My forbears were among them. In 1949, my grandfather took his wife and his three children and climbed aboard one of the many buses that were leaving his shrinking Lebanese mountain village. Word had spread that prosperity was possible in Australia. He gave up everything he knew on the chance that the stories trickling slowly back from the other side of the planet were true. His brother ran beside the bus as it pulled out of town: "Don't forget me!" They never saw each other again.
A generation later, I, too, leapt into the breach: I said goodbye to my family on a sunny Sydney morning, leaving my country for the first time, hoping for a bigger life in America. Now I spend my days writing about others who left so much, as my grandfather did. People with far more to escape, and lose, than he.
Dinka boys like Isaac Majak, who fled ravaged villages in Southern Sudan, growing into men on long, deadly treks to Ethiopia and Kenya, with only each other for protection. Men now living in Atlanta, or in Somerville, Massachusetts who, with their 80-hour-a-week jobs and their shared apartments, now live lives of which their relatives, slowly returning to their devastated villages, can only dream.
"I feel very guilty because they are really living under a zero life," Majak said of the family he left behind.
Cambodians like Chhan Touch, who trekked through jungles and crossed rivers crowded with floating bodies, desperate to escape certain death in the killing fields, seeing horrors along the way that would never leave them.
"They looked at the human race as a field of grass," Touch said of the Khmer Rouge. "The only way for a pure Utopian society is to kill all the grass."
Armenians like John Kasparian, who fled his village in Ottoman Turkey in 1915, just before Turkish fighters marched his friends and neighbors into an armory and set it ablaze.
"On the road, there was nothing to be eaten. I ate grass for days. It was a hell life to live," he said. "I don't look back. I forget about it, just looking forward. Thank goodness, I live in such a heavenly country."
Some gave up everything. Some had little to give up in the first place. In their struggles to escape or improve their circumstances, few of the immigrants with whom I spend my days gave any thought to the kinds of issues that drive the fractious national debate over immigration, which has so seized the nation in recent years.

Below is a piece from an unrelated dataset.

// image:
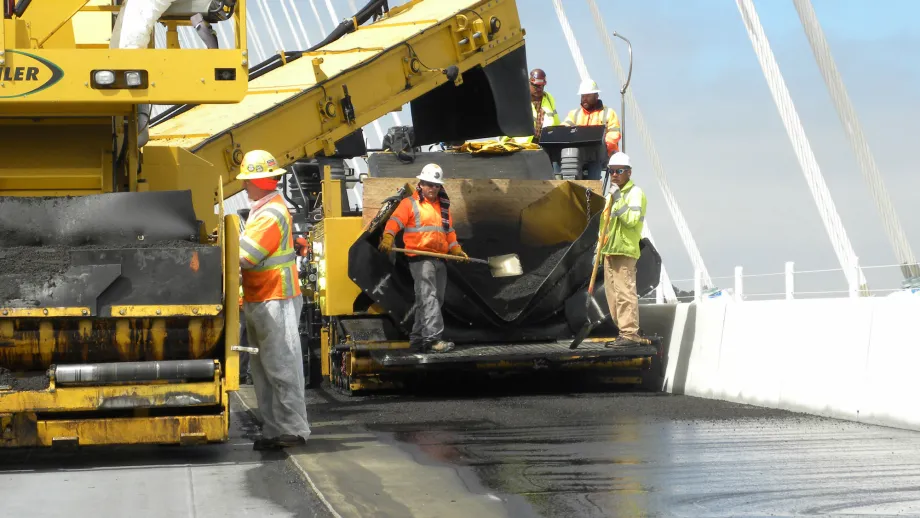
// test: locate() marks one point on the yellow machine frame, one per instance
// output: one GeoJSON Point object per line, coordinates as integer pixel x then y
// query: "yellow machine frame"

Yet here they are, in the middle of the nation's struggle to reconcile the aspirations of the millions who seek entry with the equally worthy needs of those who arrived before them. The immigration debate in this country is so highly charged because it is an argument over what our national values are, and over who can lay claim to them. Such arguments are not quickly resolved. But they are vital.
With these awards, the Vilcek Foundation honors two immensely successful immigrants, people who took the chances this country gave and blazed spectacular, nationally prominent careers in science and the arts.
But the millions of others who have moved heavens and earths to find ways here, who have labored in obscurity to make lives for themselves and their families despite immense odds, are equally striking testaments to this one unassailable fact: The promise of this place endures.